Das Mauerschweinchen

Details

Autor: Katja Ludwig

Illustrator: Uwe Heidschötter

Verlag: cbj 2019

ISBN: 978–3‑570–17599‑6

empfohlen von: Annegret Hillinger

in der Stadtbibliothek: Allach-Unter­menzing, Isarvor­stadt, Neuperlach, Pasing, Kinder- und Jugend­bi­bliothek am Gasteig

zu finden im Interessenkreis: Kinder A‑Z

unter der Signatur: u LUD

Es war einmal ein Land, dass von Nord nach Süd durch eine fast undurch­lässige und stark bewachte Grenze in Ost und West geteilt war, obwohl in beiden Teilen Menschen der gleichen Volks­zu­ge­hö­rigkeit, ja sogar der gleichen Familien lebten. Eine wichtige große Stadt, die ehemalige Haupt­stadt dieses Landes, war sogar durch eine Mauer, gegen die “die Dornen­hecke um Dornrös­chens Schloss ein Blumen­strauß war”, in zwei Teile geteilt. Die Menschen, selbst wenn sie in der gleichen Straße dieser Stadt wohnten, trafen sich nie, ja sie wussten nicht einmal, wer auf der anderen Seite dieser Mauer wohnte. Sogar Verwandte diesseits und jenseits der Mauer konnten sich nicht besuchen, es sei denn, sie waren schon im Renten­alter. Nicht nur für unsere aktuellen Lesefuchs­kinder, sondern auch für so manchen jungen Menschen mag das durchaus wie ein Märchen klingen, denn diese Mauer und die durch das Land verlau­fende Grenze fielen genau vor 30 Jahren im Jahr 1989. Grund genug, dieses Ereignis auch Lesefuchs­kindern nahezu­bringen, zumal der Bayerische Lehrplan auch für Grund­schulen der politi­schen Bildung eine besondere Bedeutung zumisst.

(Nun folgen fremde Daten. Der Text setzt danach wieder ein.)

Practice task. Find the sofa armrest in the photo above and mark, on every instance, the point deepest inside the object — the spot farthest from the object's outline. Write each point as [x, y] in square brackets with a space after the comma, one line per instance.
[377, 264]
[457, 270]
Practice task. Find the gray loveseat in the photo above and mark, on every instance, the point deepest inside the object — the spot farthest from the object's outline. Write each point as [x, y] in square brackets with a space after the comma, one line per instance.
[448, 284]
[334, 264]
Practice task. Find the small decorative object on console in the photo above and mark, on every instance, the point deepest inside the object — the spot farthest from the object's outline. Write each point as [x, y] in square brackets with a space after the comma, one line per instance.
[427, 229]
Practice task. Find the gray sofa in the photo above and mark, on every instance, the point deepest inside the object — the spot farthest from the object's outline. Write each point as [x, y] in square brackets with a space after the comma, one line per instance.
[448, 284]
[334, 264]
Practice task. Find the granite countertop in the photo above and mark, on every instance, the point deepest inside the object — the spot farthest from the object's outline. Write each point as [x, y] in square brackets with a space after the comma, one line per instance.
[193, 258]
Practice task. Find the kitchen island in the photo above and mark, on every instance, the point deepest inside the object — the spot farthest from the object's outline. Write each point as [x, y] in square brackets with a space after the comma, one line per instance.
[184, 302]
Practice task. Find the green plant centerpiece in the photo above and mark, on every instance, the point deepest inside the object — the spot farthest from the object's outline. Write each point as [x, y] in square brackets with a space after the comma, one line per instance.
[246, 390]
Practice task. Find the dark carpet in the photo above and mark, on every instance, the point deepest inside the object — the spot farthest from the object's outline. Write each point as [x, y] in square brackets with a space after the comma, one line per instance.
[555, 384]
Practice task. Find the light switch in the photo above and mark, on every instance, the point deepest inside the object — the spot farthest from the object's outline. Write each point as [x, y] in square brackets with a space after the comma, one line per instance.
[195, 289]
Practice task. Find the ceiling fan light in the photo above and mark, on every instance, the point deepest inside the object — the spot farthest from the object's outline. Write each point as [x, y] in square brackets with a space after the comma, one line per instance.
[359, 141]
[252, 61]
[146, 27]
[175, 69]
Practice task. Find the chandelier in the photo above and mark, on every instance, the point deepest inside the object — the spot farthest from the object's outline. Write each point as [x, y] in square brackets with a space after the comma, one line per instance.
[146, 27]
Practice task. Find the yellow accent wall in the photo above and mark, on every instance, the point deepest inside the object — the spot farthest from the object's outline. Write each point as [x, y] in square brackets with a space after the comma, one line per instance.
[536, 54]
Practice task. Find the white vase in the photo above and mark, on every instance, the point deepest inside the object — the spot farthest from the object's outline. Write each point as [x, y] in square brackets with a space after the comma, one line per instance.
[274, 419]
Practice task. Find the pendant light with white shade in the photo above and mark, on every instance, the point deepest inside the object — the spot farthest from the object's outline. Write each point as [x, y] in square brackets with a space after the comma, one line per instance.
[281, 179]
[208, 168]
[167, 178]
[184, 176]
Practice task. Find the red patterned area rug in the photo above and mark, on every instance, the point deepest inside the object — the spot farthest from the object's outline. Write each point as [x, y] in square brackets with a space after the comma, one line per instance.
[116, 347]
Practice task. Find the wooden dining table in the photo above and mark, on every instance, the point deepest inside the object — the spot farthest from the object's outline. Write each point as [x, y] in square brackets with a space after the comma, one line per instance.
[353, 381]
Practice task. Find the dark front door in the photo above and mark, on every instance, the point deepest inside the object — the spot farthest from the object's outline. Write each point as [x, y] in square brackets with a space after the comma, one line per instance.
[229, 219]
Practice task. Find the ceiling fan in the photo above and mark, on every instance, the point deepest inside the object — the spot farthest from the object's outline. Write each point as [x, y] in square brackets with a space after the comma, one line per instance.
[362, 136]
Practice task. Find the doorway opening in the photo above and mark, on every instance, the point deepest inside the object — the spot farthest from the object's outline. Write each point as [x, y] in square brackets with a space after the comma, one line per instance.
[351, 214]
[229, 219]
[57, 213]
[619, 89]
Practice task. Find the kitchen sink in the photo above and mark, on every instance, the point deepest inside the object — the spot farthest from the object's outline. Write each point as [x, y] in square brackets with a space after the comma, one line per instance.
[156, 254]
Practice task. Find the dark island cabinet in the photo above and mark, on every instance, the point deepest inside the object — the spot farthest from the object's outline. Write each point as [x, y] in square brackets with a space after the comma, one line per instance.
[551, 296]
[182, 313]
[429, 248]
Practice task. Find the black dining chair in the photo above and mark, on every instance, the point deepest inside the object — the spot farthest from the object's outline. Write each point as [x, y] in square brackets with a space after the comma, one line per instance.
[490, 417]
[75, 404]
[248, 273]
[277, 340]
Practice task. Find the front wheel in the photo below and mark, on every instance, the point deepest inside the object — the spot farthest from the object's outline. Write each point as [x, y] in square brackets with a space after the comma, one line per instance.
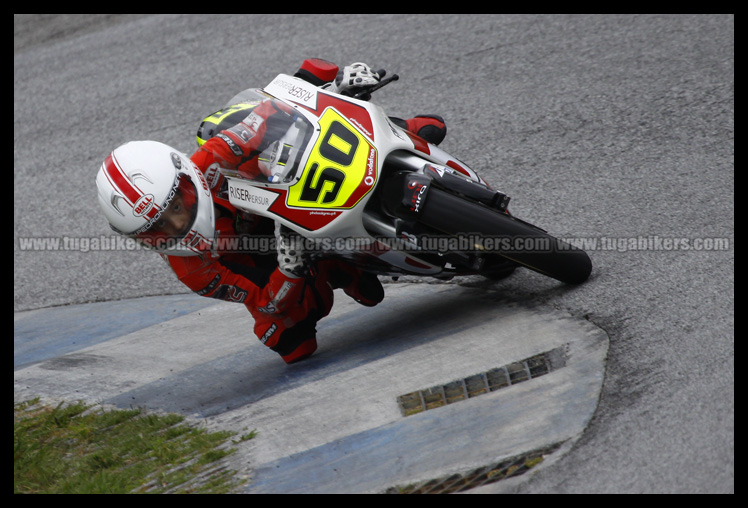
[505, 235]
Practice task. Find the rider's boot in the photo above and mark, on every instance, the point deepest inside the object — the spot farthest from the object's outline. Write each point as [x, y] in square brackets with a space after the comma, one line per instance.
[430, 128]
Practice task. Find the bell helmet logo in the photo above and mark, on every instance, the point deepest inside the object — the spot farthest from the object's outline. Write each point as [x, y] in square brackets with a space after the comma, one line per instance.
[143, 205]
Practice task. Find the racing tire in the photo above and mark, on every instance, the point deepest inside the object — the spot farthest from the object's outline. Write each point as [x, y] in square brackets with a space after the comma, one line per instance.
[506, 235]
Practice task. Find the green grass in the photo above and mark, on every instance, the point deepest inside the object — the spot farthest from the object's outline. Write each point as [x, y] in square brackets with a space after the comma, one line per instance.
[76, 448]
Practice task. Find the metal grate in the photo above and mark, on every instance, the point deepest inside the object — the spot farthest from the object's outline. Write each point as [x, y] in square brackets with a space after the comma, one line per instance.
[460, 482]
[485, 382]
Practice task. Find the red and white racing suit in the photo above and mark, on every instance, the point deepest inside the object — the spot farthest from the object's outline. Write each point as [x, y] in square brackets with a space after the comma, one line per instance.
[285, 310]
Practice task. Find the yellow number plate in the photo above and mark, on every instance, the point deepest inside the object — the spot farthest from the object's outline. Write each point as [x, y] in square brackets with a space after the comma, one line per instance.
[341, 168]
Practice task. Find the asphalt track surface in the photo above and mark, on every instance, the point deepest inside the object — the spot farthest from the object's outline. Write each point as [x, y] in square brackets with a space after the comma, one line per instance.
[618, 129]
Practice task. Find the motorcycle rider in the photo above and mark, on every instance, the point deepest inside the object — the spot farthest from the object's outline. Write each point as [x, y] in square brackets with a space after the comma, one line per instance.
[172, 204]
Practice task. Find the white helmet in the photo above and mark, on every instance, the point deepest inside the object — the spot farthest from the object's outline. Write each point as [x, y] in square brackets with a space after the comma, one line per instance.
[155, 194]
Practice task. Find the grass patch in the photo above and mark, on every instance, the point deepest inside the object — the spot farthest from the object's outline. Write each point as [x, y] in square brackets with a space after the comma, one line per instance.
[76, 448]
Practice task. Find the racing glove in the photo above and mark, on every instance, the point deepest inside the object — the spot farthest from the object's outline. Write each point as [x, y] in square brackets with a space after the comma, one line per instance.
[290, 247]
[354, 78]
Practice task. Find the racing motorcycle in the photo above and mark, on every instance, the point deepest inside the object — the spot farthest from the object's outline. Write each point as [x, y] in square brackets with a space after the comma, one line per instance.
[345, 177]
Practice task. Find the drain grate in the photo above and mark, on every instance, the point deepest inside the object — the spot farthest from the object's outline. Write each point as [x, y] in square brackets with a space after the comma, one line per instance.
[485, 382]
[492, 473]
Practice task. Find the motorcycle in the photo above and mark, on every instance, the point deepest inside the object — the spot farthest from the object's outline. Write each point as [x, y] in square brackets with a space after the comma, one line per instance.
[344, 176]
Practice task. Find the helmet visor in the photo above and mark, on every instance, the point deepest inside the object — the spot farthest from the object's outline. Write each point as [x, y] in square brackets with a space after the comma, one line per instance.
[173, 224]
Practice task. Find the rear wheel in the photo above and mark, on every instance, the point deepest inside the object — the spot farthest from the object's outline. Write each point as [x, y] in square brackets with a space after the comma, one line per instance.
[500, 233]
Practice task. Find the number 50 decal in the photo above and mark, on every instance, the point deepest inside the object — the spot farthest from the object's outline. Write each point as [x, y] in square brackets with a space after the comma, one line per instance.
[340, 170]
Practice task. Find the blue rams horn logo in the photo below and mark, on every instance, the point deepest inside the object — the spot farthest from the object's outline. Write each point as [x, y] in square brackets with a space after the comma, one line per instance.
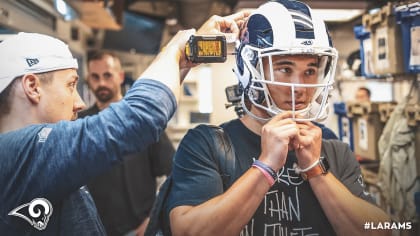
[37, 212]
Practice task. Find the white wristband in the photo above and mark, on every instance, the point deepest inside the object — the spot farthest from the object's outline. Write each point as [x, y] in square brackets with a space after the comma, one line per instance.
[298, 170]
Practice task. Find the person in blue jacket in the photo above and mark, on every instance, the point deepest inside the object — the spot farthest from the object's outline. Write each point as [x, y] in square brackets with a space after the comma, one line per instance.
[47, 157]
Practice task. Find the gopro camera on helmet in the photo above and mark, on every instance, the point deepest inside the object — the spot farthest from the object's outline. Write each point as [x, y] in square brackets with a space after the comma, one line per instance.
[206, 49]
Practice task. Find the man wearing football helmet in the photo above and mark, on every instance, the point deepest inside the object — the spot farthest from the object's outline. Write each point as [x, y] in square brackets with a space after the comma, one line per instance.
[287, 179]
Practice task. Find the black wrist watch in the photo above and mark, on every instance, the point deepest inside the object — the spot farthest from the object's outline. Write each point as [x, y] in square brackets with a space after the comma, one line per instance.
[320, 169]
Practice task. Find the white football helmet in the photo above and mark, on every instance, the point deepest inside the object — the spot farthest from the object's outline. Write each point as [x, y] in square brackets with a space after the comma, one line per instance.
[285, 28]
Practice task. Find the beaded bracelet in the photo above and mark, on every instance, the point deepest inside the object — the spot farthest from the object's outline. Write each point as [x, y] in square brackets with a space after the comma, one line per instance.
[269, 173]
[298, 170]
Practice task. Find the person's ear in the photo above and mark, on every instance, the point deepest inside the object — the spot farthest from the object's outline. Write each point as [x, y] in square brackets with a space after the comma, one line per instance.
[31, 87]
[122, 77]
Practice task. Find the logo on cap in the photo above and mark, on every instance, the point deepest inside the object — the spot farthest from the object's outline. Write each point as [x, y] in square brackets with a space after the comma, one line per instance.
[32, 61]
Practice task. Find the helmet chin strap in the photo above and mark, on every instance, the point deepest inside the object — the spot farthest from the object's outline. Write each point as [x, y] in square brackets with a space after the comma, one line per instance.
[252, 115]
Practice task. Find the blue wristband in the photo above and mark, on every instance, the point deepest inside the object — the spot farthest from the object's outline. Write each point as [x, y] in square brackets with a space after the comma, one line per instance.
[272, 173]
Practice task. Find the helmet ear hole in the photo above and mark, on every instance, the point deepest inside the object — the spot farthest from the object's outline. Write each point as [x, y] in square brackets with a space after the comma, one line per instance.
[256, 94]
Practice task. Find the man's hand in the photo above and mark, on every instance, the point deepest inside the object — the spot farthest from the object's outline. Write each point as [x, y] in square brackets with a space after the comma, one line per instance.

Wie war das Leben damals in dem geteilten Land? Über die damalige Zeit in Ost und West erfahren Kinder einiges aus diesem Wendebuch mit dem treffenden Titel “Mauer­schweinchen”.

Wendebuch? Ja, es gibt nämlich zwei Geschichten von zwei Kindern, die in der gleichen Straße wohnen, die aber durch die Mauer geteilt ist. Einmal die Geschichte des Mädchens Nora, das im westlichen Teil der Straße lebt, und wendet man das Buch, liest man es sozusagen von rückwärts, erfährt man die Geschichte von Aron, der im östlichen Teil der Straße bei seiner Oma wohnt. Auch Vorder- und Rückseite – oder ist es Rück- und Vorder­seite? – des Wende­buchs sehen gleich aus. Aber schaut man genau hin, können auch die Kinder sicher erkennen, welche Seite die Mauer von Osten und welche Seite des Einbands die Mauer von Westen aus gesehen zeigt.

Doch was soll nun ein Mauer­schweinchen sein? Das ist, wenn man so will, ein “gewen­detes” Meerschweinchen namens Bommel. Bommel ist nämlich einsam zurück­ge­blieben, als seine Familie in den Westen ausreisen konnte. Aron rettet ihn davor, als Delika­tesse in der Pfanne einer Nachbarin zu enden. Aron, der mal Flugkon­strukteur werden möchte, bastelt aus einer “Westplas­tetüte”, auf der auch noch Coca-Cola steht, einen Gleit­schirm für Bommel. Und dann fliegt Bommel über die Mauer in den Westen! Bommel landet  – welch Wunder – genau dort, wo Nora gerade mit ihren Eltern und Freun­dinnen nach Hause geht. Nora, die sich schon lange nichts sehnlicher wünscht als ein Meerschweinchen, kann es gar nicht fassen. Und ausge­rechnet ihr Vater, der samt ihrer Mutter so sehr gegen ein Tier im Haus ist, muss Bommel aus dem Baum retten. Doch gegen dieses Geschenk des Himmels, der ja immer noch grenzenlos ist, geben sie sich geschlagen und Nora – überglücklich –  darf Bommel behalten. Liest man den Namen Nora rückwärts, hat man Aron, der dem Meerschweinchen Name und Adresse auf einem Stückchen Butter­brot­papier mitge­geben hat. Trotz des Themas “Kalter Krieg” ist das Buch auch lustig und manchmal richtig komisch, auf keinen Fall langweilig.

Gut finde ich auch, dass in beiden Buchde­ckeln eine kurze Beschreibung der geschicht­lichen Situation abgedruckt ist.

Zu dem Thema “30 Jahre Mauerfall”  empfehle ich noch das Buch von Franziska Gehm “Hüben­drüben – Als deine Eltern noch klein und Deutschland noch zwei waren” (ab 7 Jahre)!